Graffiti at the River

My first assignment for this semester’s environmental humanities class at Wofford College may seem a little odd to the non-academic: inventory graffiti on the Glendale bridge and shoals.

Why graffiti? First, there’s plenty of it at Glendale Shoals, and I’d once heard writer Alex Haley of ROOTS fame tell about how he moved his family around the South in the 1960s and always inventoried the graffiti in bathrooms. If the graffiti was overtly racist, he’d move his family on. He knew that town was rotten at the core.

Maybe, I told my students, by surveying graffiti we’d discover some things about eastern Spartanburg County.

I divided my 23 environmental studies students into five teams and assigned each a zone. Zone One was the hidden abutments and girders under the old bridge; zone Two was the surface and girders of the bridge itself; zones three through five were stretches of the beautiful rock shoals downstream.

A graffiti survey, I figured, was a good way to break the ice, get the students doing something on their first day in the field. I wasn’t disappointed. They crawled over the landscape with cameras and notebooks, busy as bees.

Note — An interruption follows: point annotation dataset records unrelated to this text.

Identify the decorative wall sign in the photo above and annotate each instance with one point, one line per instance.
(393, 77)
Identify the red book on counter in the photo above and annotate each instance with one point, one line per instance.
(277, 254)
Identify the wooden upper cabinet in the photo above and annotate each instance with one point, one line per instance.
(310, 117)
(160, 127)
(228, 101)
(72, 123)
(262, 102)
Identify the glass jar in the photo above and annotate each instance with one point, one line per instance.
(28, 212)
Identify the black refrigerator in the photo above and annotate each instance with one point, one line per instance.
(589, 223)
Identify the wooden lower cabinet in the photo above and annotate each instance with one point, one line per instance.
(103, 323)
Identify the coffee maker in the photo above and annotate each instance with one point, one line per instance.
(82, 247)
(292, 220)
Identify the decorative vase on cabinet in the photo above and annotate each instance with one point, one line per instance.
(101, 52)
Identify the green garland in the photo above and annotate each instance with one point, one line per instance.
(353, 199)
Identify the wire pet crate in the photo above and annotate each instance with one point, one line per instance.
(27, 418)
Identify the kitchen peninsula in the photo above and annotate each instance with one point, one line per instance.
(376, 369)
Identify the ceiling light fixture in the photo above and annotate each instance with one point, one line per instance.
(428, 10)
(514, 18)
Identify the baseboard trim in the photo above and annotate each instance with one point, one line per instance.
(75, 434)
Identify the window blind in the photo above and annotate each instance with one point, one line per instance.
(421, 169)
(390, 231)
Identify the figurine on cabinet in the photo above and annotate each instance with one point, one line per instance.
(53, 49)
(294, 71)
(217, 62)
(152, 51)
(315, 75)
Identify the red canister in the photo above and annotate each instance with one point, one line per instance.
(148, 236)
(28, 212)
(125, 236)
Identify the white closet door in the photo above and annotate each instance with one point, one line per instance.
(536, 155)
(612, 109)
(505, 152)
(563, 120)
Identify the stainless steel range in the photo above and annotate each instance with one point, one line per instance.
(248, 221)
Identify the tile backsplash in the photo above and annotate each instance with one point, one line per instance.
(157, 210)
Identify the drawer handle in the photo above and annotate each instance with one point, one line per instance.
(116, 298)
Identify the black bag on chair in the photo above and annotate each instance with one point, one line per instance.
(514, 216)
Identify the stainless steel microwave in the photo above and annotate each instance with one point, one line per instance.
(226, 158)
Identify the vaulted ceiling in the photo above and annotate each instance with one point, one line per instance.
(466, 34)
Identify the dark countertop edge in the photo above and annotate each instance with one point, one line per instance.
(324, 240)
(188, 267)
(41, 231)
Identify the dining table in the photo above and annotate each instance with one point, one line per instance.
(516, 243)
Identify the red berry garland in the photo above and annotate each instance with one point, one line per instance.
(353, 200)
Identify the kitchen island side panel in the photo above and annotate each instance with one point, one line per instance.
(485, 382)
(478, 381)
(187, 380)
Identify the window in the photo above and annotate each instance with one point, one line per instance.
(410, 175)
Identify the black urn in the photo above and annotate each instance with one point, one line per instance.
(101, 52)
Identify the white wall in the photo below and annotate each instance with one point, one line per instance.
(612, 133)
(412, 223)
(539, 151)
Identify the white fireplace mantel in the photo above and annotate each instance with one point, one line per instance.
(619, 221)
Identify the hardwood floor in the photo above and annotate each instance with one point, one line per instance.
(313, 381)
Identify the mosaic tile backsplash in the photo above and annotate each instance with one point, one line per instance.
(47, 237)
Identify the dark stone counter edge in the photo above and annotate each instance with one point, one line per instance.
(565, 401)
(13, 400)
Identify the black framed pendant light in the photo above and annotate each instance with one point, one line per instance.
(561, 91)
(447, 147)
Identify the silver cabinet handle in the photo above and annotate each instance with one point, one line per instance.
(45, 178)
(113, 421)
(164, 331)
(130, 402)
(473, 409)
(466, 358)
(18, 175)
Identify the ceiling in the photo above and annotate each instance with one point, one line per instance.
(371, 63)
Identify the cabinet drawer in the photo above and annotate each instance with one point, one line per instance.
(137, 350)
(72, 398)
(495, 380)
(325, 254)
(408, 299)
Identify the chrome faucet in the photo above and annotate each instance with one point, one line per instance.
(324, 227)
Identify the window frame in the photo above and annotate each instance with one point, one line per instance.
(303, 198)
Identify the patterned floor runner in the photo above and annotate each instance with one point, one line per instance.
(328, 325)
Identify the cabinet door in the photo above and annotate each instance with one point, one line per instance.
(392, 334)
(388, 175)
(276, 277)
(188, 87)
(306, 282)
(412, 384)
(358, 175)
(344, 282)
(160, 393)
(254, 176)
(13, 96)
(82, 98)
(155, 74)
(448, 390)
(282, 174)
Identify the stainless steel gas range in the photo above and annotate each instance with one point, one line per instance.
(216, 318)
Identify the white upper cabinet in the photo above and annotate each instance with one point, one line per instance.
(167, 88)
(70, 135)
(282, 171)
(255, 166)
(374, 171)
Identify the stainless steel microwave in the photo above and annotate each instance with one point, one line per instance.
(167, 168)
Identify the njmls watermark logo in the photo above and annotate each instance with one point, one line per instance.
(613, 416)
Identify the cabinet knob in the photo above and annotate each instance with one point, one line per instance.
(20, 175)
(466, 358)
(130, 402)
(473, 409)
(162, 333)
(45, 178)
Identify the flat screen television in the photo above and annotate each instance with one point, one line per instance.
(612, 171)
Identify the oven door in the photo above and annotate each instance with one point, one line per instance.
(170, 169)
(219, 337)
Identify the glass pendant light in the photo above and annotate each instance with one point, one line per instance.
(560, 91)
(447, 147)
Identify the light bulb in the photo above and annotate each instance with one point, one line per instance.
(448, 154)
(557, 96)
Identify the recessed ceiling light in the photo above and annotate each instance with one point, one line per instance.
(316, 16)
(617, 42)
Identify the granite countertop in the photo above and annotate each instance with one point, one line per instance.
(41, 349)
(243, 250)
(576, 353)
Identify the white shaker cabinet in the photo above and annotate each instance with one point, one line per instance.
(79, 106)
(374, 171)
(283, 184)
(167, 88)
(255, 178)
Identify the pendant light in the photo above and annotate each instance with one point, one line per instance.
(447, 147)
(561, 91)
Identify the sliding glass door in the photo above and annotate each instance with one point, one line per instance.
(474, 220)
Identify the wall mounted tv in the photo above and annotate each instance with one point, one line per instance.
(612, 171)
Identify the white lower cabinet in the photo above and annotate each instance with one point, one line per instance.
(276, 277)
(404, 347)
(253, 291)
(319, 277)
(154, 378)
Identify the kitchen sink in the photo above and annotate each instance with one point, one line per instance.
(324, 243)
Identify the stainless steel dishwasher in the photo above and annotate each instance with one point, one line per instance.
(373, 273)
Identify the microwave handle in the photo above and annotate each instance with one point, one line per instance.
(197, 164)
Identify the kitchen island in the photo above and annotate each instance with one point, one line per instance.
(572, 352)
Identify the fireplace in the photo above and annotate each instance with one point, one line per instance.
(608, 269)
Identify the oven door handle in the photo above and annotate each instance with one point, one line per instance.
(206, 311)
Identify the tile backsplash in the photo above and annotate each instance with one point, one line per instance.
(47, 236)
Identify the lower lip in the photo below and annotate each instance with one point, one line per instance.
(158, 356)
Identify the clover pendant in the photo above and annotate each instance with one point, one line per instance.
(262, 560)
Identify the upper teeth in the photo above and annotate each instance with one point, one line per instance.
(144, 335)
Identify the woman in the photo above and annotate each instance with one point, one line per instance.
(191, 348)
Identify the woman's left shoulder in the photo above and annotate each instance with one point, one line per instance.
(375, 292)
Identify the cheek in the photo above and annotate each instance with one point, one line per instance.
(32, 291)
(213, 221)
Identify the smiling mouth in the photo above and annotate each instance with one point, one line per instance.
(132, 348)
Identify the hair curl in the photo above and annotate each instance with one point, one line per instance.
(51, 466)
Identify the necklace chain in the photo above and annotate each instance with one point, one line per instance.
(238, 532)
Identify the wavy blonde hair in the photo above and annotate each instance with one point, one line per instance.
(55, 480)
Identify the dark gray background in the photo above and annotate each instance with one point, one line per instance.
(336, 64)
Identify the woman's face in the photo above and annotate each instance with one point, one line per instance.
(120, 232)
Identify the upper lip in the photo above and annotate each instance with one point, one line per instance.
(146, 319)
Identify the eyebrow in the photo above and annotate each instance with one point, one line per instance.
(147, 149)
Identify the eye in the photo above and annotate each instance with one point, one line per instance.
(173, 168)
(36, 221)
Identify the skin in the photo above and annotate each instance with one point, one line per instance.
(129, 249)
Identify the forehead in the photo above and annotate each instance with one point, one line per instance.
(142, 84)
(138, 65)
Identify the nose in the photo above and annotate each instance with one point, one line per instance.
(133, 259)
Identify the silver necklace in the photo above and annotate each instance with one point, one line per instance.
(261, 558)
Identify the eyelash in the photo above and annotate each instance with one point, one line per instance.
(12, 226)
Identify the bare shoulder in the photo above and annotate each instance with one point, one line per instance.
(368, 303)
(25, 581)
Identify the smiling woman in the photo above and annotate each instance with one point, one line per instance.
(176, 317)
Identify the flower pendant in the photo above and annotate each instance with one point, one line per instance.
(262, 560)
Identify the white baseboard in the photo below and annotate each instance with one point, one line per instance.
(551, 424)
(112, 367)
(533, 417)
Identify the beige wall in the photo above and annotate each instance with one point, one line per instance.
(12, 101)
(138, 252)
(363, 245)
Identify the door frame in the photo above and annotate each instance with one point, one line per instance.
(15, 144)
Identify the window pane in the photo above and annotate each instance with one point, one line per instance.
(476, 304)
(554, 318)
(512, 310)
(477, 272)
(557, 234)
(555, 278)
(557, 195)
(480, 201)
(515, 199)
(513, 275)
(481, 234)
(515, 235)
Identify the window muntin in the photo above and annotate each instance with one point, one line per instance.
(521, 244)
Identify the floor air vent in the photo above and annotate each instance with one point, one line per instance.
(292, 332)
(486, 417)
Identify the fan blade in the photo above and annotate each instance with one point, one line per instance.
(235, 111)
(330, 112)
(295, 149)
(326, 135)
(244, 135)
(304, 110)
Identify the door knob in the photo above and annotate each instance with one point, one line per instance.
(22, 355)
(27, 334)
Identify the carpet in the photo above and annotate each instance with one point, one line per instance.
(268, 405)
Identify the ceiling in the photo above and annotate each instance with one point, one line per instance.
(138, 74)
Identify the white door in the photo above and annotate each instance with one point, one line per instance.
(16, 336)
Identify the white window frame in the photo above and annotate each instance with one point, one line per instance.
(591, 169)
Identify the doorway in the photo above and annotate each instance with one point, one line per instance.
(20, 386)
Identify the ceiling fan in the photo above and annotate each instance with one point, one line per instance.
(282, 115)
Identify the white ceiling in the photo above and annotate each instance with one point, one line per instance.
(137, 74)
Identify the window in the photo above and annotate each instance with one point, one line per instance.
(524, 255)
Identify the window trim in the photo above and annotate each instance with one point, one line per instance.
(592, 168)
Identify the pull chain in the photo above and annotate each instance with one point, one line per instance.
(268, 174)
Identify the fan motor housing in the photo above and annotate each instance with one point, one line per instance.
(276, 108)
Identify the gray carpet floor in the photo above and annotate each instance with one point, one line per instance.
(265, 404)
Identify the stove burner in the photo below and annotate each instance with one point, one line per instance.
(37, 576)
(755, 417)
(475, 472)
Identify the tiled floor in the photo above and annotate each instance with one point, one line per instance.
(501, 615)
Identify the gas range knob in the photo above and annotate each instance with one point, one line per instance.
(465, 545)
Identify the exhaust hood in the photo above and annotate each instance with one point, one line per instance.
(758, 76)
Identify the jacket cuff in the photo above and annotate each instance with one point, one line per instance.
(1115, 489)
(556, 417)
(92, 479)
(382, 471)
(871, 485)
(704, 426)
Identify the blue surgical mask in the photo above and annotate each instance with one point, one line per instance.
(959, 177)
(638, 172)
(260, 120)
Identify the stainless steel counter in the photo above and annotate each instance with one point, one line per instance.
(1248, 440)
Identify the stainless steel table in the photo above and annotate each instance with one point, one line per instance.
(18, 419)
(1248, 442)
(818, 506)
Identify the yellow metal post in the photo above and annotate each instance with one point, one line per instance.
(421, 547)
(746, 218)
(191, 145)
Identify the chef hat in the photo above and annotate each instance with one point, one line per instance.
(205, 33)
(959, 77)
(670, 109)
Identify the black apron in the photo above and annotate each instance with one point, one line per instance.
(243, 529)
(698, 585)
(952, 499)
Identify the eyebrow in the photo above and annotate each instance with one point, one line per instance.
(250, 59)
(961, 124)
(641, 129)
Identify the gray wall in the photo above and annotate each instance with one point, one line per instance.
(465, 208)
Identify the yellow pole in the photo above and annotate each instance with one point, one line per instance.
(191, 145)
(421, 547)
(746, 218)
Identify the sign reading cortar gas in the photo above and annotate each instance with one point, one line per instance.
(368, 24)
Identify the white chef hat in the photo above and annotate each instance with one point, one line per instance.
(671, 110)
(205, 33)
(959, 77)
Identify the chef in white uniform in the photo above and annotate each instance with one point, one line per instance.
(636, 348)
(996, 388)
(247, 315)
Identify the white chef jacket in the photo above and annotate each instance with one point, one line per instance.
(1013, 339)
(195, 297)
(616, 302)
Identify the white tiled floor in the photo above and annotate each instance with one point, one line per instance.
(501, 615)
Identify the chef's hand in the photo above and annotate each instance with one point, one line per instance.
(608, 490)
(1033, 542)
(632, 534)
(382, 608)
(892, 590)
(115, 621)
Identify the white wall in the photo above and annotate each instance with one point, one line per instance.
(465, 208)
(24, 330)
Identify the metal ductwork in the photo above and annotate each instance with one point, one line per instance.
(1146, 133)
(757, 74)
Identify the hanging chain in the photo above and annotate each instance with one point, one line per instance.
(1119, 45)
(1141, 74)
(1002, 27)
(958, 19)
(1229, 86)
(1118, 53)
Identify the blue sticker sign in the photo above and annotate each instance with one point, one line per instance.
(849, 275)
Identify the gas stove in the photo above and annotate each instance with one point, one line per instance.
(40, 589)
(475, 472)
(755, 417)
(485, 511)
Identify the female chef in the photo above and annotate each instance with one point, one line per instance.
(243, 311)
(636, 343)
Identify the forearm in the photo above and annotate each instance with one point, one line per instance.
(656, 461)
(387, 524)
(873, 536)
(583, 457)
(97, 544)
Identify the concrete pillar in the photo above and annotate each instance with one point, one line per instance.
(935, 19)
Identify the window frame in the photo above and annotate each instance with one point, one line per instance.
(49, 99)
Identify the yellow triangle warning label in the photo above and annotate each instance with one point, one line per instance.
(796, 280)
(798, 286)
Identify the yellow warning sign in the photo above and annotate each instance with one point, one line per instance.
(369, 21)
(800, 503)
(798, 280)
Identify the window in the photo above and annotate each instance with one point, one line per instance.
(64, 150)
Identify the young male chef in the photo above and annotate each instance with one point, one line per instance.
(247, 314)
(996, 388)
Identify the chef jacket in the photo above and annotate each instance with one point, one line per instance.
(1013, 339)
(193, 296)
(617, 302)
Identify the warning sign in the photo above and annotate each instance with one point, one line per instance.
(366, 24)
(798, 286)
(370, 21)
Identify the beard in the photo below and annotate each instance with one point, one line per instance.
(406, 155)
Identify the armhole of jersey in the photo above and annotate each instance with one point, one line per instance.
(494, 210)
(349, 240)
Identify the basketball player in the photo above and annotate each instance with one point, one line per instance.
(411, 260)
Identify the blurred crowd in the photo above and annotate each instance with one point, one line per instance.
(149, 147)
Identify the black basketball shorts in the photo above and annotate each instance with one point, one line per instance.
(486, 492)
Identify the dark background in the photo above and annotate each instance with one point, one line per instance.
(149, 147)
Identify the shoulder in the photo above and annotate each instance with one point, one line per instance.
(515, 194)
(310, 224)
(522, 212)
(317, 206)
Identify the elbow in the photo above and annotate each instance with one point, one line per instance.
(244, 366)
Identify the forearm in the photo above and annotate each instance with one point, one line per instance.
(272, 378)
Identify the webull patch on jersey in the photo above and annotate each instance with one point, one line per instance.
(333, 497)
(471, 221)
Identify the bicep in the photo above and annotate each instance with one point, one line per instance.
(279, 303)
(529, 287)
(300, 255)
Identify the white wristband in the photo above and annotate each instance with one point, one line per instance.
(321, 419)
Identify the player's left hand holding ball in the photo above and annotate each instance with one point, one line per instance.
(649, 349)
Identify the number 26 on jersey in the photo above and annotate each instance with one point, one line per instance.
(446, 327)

As they worked, I stood on the bridge and looked downstream, reflecting on Glendale, a place I will likely spend a great deal of the rest of my working life.

The creek and the shoals are a landscape of incredible beauty. The surrounding village is a place once active and vibrant with industry, but now neglected and tattered, off to the side of the economy’s main flow.

After an hour and a half the students had located and documented well over 100 “tags” as they’re called in graffiti lingo. They ranged from unintelligible paint can dribbles and scribbles to complex mini-murals worthy of an art student.

There were names repeated over and over, words I can’t print here because they would be considered obscene, and repeated symbols of quarter moons with possible gang connections; there were Bible verses like John 3:16.

One of the biggest mysteries was multiple Stars of David and menorahs crudely painted on the bridge and rocks below. What to make of these symbols showing up in Glendale? Were these signs of hate, or tags left by Jewish teens?

Later we talked about the 245 pictures of Glendale graffiti, and I asked the class what they’d discovered about their new environmental studies “learning landscape.”

The students easily divided their tags into categories-religion, gangs, young love, drugs, sex, and even one Bob Marley lyric, which contributed a little rock and roll to the mix. Glendale Shoals has proven to be a landscape of youthful escape and rebellion, balanced with Bible verses and those mysterious Stars of David.

In spite of my academic interest, I still don’t like the graffiti at Glendale much, and I wish we could remove what’s already there and stop future rebels from tagging the rocks and bridge with more. I can do without mixing “spray can art” with my rocks and water.

I’m afraid there’s not much hope of stopping graffiti though. One friend, a Glendale resident, pointed out that humans have been writing on rocks for at least 40,000 years, and they are not about to stop now.

Graffiti, like the poor, might well be with us always.